Port company directors on trial after undercover drugs operation
Three directors of a Vlissingen port bulk storage company went on trial in Breda on Thursday, accused of storing large quantities of cocaine smuggled in from South America.
The men were arrested in May following a lengthy investigation which partly relied on the information of an undercover police officer posing as a drug trafficker.
He paid €180,000 for a shipment of cocaine as part of the operation against Bulk Terminal Zeeland (BTZ) which police had long suspected of helping to smuggle drugs into Zeeland. The drugs that were used in the sting came from a haul that was seized earlier.
The public prosecutor will have to prove that the sting operation, which involved 150 officials, cannot be qualified as entrapment, experts told RTL Nieuws.
Their lawyers “will say the initiative for the smuggling did not come from them but from the undercover officer.

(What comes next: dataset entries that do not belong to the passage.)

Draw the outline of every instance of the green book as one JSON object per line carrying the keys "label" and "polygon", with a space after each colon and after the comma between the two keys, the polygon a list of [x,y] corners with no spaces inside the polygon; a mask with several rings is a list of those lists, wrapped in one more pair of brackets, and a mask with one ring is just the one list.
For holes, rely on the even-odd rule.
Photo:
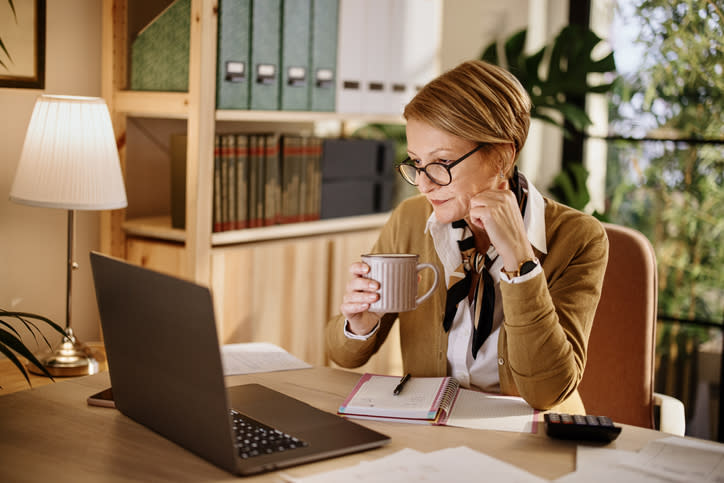
{"label": "green book", "polygon": [[281,0],[252,0],[249,107],[279,109]]}
{"label": "green book", "polygon": [[309,40],[312,0],[283,0],[280,109],[309,109]]}
{"label": "green book", "polygon": [[216,55],[216,108],[249,108],[251,0],[221,0]]}
{"label": "green book", "polygon": [[236,135],[236,223],[235,229],[249,226],[249,138]]}
{"label": "green book", "polygon": [[176,0],[131,44],[131,89],[188,91],[191,0]]}
{"label": "green book", "polygon": [[[335,110],[339,0],[312,0],[309,110]],[[361,21],[361,20],[360,20]]]}

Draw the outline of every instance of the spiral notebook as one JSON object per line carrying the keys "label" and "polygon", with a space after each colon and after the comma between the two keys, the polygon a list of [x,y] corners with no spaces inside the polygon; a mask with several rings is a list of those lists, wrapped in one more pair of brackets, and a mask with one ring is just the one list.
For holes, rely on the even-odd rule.
{"label": "spiral notebook", "polygon": [[366,373],[337,413],[359,419],[535,433],[537,411],[523,398],[460,387],[452,377],[412,377],[402,391],[396,376]]}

The public prosecutor will have to prove that is not the case,” undercover operations expert Sophie Naber said. However, a bit of “bait” to catch criminals is usually allowed by the court, she said.

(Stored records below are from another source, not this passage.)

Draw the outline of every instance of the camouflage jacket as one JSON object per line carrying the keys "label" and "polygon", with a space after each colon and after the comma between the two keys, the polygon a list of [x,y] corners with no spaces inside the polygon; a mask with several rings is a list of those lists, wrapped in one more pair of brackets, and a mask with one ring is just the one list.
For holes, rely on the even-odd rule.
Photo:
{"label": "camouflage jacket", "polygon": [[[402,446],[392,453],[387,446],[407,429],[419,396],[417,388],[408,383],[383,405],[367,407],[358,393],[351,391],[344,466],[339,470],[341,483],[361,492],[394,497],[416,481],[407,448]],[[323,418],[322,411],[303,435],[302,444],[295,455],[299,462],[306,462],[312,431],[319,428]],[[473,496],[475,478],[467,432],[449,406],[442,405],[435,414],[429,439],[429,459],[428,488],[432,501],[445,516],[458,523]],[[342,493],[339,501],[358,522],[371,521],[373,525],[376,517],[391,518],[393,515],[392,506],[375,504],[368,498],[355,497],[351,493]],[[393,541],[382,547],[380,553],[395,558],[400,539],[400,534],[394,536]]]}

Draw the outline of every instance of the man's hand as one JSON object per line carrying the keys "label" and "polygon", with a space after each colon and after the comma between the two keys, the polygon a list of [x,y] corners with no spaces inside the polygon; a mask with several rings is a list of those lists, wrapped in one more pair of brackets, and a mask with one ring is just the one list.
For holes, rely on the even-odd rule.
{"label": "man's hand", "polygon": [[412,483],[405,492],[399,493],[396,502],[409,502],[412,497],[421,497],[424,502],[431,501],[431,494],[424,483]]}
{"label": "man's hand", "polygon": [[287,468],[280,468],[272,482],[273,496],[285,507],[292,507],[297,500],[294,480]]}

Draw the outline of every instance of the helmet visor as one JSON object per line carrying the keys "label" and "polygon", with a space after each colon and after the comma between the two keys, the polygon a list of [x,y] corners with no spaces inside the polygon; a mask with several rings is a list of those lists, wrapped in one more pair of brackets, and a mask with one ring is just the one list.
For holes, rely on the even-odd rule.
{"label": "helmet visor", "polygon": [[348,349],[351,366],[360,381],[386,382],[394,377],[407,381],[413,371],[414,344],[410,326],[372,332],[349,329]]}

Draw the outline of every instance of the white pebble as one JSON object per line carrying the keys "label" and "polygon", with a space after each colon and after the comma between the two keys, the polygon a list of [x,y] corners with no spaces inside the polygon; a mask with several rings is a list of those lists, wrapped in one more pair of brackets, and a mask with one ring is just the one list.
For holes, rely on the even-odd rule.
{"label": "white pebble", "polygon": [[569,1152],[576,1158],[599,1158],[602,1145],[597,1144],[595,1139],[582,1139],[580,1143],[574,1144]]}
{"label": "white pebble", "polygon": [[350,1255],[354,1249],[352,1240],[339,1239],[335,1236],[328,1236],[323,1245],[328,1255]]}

The three men, aged 58, 56 and 43 and all from Zeeland, are also accused of falsifying documents and being members of a criminal organisation. All deny the allegations.
The episode has echoes of the IRT scandal in the 1990s, when a task force set up to tackle drug smuggling allowed thousands of kilos of cocaine to flow into the country so they could monitor the trade routes.
The team was heavily criticised by a parliamentary inquiry in 1994 for facilitating organised crime, acting without the knowledge of the justice ministry and allowing informants in drug gangs to act with virtual impunity.